スターと呼ばれる選手は、重圧を力に変える。秋広優人はプロ2年目の2022年から栄光の背番号「55」を背負う。球史に残るスラッガー、
松井秀喜氏が着けていた番号だ。
「松井さんのイメージが強いと思いますが、いずれは『55番は秋広』となれるように、努力して結果を出して、そう言ってもらえるように頑張りたい」
その思いを胸に飛躍を目指す。昨季はプロ初安打をマークして勢いに乗り、4試合連続本塁打などでブレーク。121試合に出場し打率.273、10本塁打、41打点の成績を残し、期待値は倍増。2月の宮崎春季キャンプでは臨時コーチを務めた松井氏からマンツーマン指導を受けた。

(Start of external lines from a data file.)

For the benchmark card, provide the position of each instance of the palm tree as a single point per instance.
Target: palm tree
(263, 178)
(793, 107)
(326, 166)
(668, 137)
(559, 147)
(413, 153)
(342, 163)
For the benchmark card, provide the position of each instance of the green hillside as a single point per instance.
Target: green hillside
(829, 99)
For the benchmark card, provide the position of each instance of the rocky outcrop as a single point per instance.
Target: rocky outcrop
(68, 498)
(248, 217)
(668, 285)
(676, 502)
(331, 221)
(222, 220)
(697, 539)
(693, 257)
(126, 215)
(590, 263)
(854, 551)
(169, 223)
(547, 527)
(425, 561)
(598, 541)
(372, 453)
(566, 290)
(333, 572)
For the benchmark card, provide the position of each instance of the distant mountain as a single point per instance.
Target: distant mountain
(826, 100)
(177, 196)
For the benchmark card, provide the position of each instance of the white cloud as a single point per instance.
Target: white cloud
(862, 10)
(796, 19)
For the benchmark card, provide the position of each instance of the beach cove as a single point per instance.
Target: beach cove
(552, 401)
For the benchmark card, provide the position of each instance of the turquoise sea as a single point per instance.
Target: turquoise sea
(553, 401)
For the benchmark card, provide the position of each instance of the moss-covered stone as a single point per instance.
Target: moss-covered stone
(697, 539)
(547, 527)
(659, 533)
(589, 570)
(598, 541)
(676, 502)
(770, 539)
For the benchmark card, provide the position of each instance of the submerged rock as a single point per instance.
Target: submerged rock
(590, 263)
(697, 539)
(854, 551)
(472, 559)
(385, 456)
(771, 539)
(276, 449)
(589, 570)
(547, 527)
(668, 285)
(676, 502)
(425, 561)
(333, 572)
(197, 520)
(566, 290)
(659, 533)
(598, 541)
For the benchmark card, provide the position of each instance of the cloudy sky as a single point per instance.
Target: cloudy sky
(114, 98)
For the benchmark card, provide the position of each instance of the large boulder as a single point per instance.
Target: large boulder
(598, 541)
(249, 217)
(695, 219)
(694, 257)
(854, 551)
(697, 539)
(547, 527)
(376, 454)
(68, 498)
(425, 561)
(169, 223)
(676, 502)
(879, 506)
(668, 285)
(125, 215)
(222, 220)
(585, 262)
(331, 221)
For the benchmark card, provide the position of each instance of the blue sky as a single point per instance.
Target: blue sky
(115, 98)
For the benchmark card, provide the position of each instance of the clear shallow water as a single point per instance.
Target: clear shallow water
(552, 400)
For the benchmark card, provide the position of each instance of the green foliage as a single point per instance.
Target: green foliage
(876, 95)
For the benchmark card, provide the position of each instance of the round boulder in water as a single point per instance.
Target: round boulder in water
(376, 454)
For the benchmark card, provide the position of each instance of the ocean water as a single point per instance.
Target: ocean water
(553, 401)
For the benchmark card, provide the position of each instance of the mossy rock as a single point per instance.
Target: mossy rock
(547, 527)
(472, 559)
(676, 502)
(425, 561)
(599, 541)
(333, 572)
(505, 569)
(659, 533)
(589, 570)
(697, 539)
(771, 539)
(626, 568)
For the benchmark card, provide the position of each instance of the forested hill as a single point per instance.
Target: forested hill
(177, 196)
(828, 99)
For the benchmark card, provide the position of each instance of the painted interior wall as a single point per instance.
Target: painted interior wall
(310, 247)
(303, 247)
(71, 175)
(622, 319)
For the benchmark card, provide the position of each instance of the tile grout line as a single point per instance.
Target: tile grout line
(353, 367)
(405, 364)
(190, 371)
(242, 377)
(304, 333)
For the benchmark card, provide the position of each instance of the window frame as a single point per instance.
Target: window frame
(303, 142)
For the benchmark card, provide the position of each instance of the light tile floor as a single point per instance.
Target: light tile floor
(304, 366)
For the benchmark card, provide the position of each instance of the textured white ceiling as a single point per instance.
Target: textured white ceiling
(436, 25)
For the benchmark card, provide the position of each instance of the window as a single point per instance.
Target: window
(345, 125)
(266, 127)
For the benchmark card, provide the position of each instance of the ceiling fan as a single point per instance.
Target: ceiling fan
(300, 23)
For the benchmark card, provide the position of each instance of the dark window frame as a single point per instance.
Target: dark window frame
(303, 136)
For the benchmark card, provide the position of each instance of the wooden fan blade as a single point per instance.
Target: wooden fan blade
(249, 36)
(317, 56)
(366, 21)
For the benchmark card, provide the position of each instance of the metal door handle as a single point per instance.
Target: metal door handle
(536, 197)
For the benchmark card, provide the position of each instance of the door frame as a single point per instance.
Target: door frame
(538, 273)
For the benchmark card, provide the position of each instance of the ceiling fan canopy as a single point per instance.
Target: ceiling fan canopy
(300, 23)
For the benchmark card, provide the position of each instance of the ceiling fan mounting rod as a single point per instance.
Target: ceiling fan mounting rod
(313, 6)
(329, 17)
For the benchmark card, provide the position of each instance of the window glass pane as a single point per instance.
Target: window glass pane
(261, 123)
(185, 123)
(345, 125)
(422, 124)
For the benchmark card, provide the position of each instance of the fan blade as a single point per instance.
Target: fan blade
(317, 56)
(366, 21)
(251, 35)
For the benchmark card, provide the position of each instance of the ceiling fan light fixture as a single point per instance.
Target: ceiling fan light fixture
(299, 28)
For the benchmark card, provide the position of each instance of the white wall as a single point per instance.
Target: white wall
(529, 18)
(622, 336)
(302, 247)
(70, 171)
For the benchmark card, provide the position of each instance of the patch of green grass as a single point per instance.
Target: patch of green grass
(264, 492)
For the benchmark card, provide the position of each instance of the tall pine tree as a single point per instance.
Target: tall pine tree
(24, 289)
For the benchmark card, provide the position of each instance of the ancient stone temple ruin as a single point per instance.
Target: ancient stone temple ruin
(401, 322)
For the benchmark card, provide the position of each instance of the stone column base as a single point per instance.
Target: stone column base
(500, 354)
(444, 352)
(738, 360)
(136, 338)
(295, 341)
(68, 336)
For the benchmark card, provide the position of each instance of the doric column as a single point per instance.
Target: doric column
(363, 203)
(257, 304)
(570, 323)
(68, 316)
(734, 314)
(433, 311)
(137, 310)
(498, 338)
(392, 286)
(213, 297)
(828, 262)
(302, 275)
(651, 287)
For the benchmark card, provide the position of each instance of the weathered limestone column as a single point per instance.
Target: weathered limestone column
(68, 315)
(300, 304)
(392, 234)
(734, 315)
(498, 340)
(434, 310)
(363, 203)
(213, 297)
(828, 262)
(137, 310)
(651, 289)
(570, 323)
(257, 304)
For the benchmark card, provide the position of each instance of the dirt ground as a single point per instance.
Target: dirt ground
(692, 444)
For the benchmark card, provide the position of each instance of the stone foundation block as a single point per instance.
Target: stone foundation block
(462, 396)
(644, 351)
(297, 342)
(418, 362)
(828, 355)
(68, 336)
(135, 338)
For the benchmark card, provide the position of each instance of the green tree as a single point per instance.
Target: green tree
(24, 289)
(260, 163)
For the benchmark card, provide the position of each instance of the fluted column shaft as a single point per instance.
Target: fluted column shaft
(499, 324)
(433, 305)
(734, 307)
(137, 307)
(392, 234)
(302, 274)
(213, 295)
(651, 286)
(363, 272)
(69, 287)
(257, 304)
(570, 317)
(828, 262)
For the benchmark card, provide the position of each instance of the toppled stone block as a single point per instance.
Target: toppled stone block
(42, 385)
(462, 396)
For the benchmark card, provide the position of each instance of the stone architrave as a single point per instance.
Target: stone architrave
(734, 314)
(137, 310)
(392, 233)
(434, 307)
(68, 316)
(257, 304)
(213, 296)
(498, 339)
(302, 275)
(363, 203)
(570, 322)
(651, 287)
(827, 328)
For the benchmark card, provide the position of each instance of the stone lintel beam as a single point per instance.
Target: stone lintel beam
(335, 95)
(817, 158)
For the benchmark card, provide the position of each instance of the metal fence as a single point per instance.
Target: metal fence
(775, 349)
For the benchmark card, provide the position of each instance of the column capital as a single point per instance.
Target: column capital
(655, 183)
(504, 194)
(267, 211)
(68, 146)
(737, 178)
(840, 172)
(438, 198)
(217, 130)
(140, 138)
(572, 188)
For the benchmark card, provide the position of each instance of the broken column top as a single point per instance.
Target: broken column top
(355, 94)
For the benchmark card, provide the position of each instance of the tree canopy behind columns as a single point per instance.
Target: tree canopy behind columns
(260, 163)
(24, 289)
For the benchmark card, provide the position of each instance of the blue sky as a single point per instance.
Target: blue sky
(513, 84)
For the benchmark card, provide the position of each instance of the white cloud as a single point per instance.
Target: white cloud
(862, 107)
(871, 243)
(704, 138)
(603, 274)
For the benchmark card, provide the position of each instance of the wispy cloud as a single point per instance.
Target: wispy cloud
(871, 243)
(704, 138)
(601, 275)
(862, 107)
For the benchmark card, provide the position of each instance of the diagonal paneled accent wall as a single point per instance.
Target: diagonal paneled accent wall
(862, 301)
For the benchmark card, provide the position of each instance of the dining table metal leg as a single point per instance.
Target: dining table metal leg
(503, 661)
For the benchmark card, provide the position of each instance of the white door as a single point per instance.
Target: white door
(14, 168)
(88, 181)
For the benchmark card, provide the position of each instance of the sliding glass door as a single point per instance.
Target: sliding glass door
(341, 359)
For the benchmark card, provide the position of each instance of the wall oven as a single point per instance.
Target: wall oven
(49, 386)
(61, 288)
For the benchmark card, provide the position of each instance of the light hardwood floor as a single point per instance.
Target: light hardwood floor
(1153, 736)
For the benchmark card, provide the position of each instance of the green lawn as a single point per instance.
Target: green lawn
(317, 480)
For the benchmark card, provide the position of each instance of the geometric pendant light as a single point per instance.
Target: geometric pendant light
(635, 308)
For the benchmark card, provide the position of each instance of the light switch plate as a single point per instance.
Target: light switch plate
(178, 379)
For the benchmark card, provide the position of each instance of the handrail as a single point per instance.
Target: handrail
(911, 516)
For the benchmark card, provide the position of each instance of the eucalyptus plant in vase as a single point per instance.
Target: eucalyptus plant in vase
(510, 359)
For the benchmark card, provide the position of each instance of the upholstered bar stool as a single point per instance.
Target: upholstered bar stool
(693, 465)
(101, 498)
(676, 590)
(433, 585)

しかし、今季は打撃に迫力がなく、二軍暮らしも長かった。「毎年、結果を出すことがいかに難しいか身に染みて実感しています。ここを乗り越えないと」。シーズン終盤は代打で貴重な活躍を見せた試合もあるが、7試合ぶりに先発起用された9月16日の
中日戦(東京ドーム)では体勢を崩されたスイングで三飛、三ゴロ。指揮官は途中交代させ、「何の魅力も感じなかった。あんな『ちょこん』とうまくヒットを打ってくれだなんて、こっちは思っていない。そこをもっと理解してほしい」と愛のムチを入れ、二軍に降格させた。
身長2メートルの体に潜む可能性は無限大。ド派手に、大きく育て――。指揮官も、ファンも、同じ思いでいるだろう。